Dal nostro inviato a Juba, Sud Sudan -
«Che l’esito del referendum sia l’unità o la secessione, il Sudan non sarà più lo stesso perché il popolo avrà esercitato la sua scelta libera e democratica». Il 9 gennaio 2011 sarà comunque una data di svolta per il grande Paese africano, e questi giorni che separano il Sudan al voto sono cruciali e delicatissimi. Dall’8 al 15 novembre, per la seconda volta in pochi mesi, i vescovi sudanesi si sono riuniti per discutere del referendum e delle sue eventuali conseguenze.
Il referendum, stabilito cinque anni fa con gli accordi di pace che sancirono la fine della più che ventennale guerra fra Nord e Sud (1983-2005), chiama la popolazione del Sudan meridionale a scegliere se rimanere uniti in un unico Stato con il Nord o fare la secessione; inoltre chiede alla popolazione della regione di Abiey – il territorio conteso fra Nord e Sud, particolarmente ricco di giacimenti petroliferi – di decidere se rimanere con il governo di Khartoum o se passare a quello nascente di Juba (che sarebbe la capitale del nuovo Stato).
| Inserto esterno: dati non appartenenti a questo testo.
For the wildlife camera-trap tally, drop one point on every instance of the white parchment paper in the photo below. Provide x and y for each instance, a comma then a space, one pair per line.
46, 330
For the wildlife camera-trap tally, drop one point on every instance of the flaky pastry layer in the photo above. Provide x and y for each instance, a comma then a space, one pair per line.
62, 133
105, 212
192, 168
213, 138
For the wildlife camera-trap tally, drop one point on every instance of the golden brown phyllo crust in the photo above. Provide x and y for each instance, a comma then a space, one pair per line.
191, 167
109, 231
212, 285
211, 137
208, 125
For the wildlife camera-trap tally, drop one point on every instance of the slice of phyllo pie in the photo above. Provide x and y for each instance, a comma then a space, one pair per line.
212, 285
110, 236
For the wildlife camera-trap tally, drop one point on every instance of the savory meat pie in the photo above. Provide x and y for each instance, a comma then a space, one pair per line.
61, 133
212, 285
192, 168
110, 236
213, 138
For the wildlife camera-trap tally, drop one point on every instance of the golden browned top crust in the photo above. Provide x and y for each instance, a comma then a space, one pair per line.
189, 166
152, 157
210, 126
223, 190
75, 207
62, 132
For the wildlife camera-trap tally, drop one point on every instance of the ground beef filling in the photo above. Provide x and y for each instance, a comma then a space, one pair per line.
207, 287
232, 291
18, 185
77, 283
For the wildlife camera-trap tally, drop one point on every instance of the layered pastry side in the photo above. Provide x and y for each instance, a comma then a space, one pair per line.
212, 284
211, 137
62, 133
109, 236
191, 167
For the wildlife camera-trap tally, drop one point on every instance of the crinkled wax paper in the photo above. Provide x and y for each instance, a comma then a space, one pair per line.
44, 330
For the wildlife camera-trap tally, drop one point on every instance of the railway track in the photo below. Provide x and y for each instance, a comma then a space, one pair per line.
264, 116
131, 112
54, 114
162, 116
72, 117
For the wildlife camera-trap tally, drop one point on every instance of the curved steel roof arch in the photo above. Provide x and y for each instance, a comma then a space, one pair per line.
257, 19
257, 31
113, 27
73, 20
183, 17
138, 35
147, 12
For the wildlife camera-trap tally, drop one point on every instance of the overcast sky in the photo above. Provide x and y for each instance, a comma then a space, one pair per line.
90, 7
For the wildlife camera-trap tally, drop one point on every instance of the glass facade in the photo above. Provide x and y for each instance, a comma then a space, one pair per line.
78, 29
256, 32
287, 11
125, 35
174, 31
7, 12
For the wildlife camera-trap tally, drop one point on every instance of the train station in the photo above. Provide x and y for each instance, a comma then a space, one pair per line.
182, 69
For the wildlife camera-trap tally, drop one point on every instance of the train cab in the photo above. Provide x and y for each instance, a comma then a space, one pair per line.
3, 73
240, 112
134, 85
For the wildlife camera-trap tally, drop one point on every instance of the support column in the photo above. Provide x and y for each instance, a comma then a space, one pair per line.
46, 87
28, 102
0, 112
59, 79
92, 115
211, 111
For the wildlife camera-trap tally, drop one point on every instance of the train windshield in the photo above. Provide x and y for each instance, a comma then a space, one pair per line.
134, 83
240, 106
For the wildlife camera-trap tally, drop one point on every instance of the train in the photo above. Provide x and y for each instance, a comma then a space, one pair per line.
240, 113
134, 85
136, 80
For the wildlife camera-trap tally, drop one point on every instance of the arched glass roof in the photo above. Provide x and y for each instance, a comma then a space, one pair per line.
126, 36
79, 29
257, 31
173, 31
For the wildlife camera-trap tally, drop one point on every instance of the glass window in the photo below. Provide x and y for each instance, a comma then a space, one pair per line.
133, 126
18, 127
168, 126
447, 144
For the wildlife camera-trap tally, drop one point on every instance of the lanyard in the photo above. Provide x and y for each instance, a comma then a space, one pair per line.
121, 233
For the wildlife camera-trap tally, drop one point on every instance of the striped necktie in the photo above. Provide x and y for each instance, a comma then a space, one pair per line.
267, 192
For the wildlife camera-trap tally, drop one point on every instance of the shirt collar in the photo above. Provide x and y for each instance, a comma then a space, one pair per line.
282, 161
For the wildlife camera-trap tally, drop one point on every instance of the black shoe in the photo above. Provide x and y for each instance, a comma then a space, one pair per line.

“Let the people choose”, lasciate che il popolo scelga. È questo lo slogan lanciato dai vescovi al termine della Conferenza episcopale sudanese, che ha riunito a Rumbek (Sud Sudan) tutti i pastori della Chiesa cattolica del Paese, formata da sette diocesi nella parte meridionale e da due nel Nord. «Chiediamo soprattutto che venga rispettata la scelta libera e democratica dei votanti», dice monsignor Cesare Mazzolari, missionario comboniano, da dieci anni vescovo di Rumbek. «Ci siamo riuniti nuovamente, a distanza di soli cinque mesi, non solo per ribadire quanto dicemmo a giugno scorso, ma anche per prepararci al “dopo”. C’è un grosso problema con le minoranze: molti dal Nord si sono trasferiti nel Sud, molti di più sono i sud sudanesi che da anni vivono a Khartoum e nelle regioni settentrionali. Sono minoranze che in caso di secessione rischiano di essere vulnerabili e a rischio. Chiediamo alla autorità, tutte, di rispettarle e alla comunità internazionale di vigilare. Nel documento finale, i vescovi sudanesi denunciano esplicitamente l’accumulo di soldati e armamento lungo la linea di confine
Ma ai rischi di una tensione crescente rispondono sottolineando che «la pace è possibile»: «l’eventuale secessione», insistono, «non divide due popoli, ma due territori. La cooperazione e la collaborazione devono continuare in spirito di buon vicinato». «Come vostre guide spirituali», concludono i vescovi, «vogliamo essere la voce dei senzavoce e dei vulnerabili e offriamo il nostro aiuto in questo momento cruciale della storia del nostro Paese».